Availability in the USA: Available Available on Kindle and in Hardcover
From a review in The Guardian:
Barry’s prose is overwhelmingly poetic, its lyricism yielding a seemingly endless series of potent and moving images … This concentration on isolating tiny fragments of experience and apprehension makes for an intense and immersive read, one in which brutal events are cast in a diffuse light that gives them an almost mythic quality. But the narrative’s dreamlike qualities do not eclipse Barry’s determination to scrutinise the less travelled byways of history and to give a voice to their buffeted, battered but nonetheless enduring victims.
Blog Reviews:
The Stranger’s Child by Alan Hollinghurst: This is the second nomination for the British novelist, editor, and translator. He previously won in 2004 for The Line of Beauty. The Stranger’s Child is his fifth novel.
In the late summer of 1913, Cambridge student, wealthy poet Cecil Valance goes to stay at the family home of his friend George Sawle. The weekend visit is one of excitement and confusion and has a lasting impact on George’s sixteen year old sister.

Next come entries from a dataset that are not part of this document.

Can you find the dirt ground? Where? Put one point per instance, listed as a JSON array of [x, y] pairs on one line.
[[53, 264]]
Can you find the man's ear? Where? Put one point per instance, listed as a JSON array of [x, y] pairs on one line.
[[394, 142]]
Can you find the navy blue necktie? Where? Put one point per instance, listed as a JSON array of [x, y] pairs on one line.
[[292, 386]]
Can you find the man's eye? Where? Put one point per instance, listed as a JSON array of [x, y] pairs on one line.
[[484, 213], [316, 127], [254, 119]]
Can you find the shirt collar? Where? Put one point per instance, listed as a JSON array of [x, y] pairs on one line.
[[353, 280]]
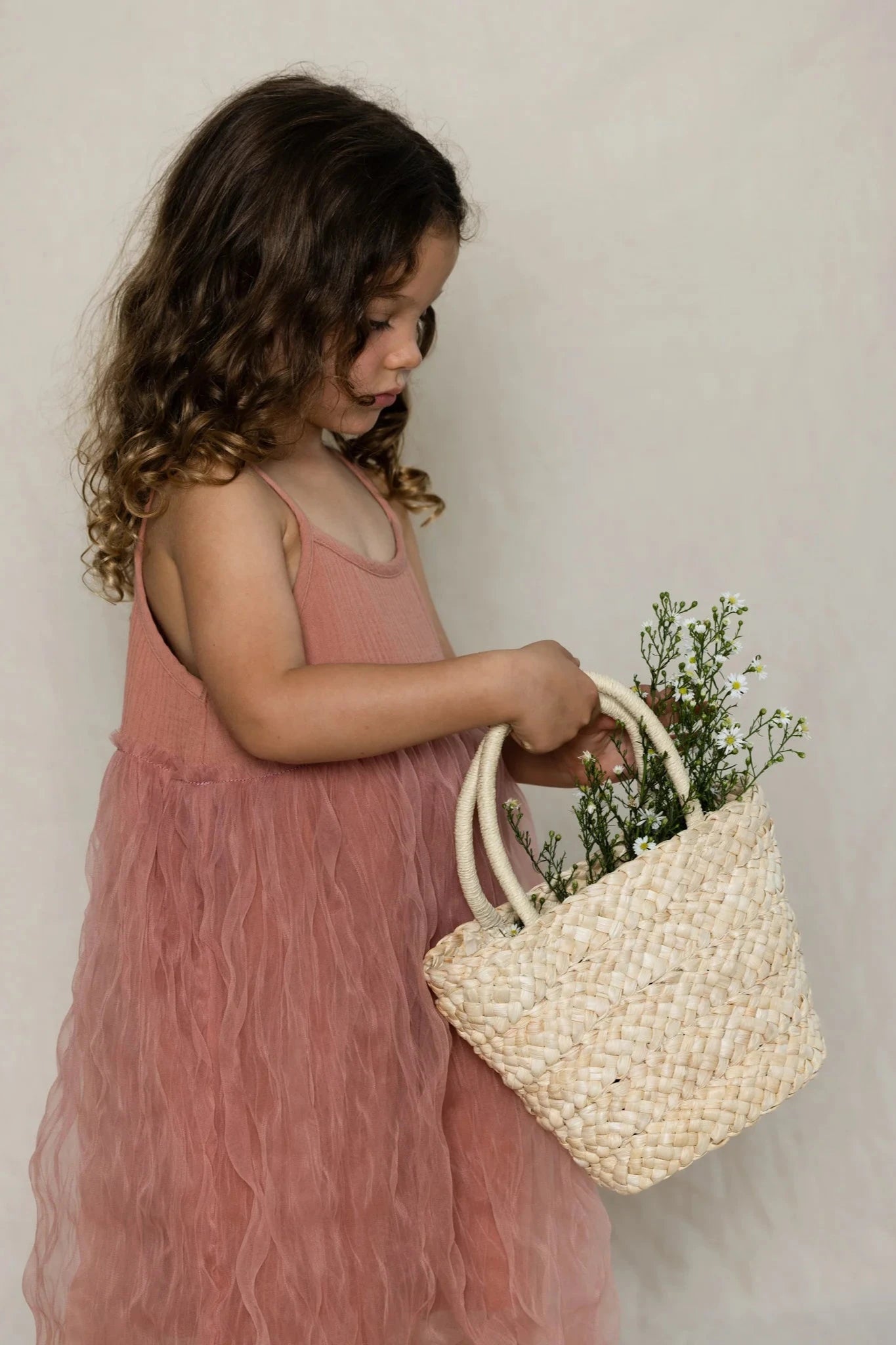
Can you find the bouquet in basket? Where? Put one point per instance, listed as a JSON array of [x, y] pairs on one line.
[[649, 1002], [699, 707]]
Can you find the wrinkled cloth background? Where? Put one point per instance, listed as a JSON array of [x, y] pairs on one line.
[[664, 363]]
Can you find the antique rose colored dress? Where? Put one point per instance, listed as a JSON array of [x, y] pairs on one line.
[[263, 1132]]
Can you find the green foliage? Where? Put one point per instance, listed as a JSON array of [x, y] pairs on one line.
[[622, 818]]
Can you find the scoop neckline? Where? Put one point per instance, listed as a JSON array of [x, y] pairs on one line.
[[395, 565], [367, 563]]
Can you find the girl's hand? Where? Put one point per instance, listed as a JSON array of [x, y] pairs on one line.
[[562, 766]]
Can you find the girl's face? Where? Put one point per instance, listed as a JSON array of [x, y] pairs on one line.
[[391, 351]]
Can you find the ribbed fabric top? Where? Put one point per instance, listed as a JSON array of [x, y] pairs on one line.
[[352, 608]]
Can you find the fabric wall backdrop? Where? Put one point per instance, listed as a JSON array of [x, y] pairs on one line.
[[667, 362]]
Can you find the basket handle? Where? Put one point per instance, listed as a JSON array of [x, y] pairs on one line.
[[480, 786]]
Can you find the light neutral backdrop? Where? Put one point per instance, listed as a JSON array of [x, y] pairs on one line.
[[666, 363]]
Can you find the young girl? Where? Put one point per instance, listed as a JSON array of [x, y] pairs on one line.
[[263, 1132]]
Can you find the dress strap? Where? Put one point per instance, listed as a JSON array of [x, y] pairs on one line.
[[301, 518]]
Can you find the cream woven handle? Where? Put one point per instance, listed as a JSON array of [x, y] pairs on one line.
[[480, 783]]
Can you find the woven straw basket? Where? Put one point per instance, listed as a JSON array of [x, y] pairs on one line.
[[654, 1013]]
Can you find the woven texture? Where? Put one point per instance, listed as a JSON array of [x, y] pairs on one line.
[[653, 1015]]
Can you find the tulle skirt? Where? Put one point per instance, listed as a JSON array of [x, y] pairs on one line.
[[261, 1130]]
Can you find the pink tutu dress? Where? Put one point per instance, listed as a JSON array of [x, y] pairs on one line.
[[261, 1130]]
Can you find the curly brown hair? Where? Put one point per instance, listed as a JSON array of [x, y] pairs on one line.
[[285, 211]]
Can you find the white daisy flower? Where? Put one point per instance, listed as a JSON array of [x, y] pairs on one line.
[[736, 685], [730, 739]]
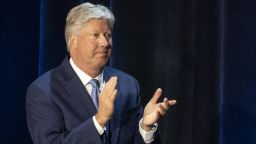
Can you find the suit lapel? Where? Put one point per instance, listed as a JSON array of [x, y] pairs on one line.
[[77, 91], [115, 120]]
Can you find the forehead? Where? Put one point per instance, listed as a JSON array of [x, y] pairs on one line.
[[96, 24]]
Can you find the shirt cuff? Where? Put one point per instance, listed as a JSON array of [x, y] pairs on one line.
[[97, 125], [148, 136]]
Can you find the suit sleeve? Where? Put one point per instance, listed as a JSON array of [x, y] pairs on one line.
[[46, 123]]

Over the following decades the memories, impacts and legends of that weekend grow as Daphne ages.
Availability in the USA: Available Available on Kindle and in Hardcover
From a review in The Times:
With this book it becomes clear how unified Hollinghurst’s aesthetic has been so far. And aesthetics, always a matter of ideology, point to the fiercely yet subtly political heart of the book: in a daring act of appropriation he has interpolated within a history of textual ellipses, lacunae and silences a secret history of homosexuality, of what can and cannot be articulated at different historical junctures.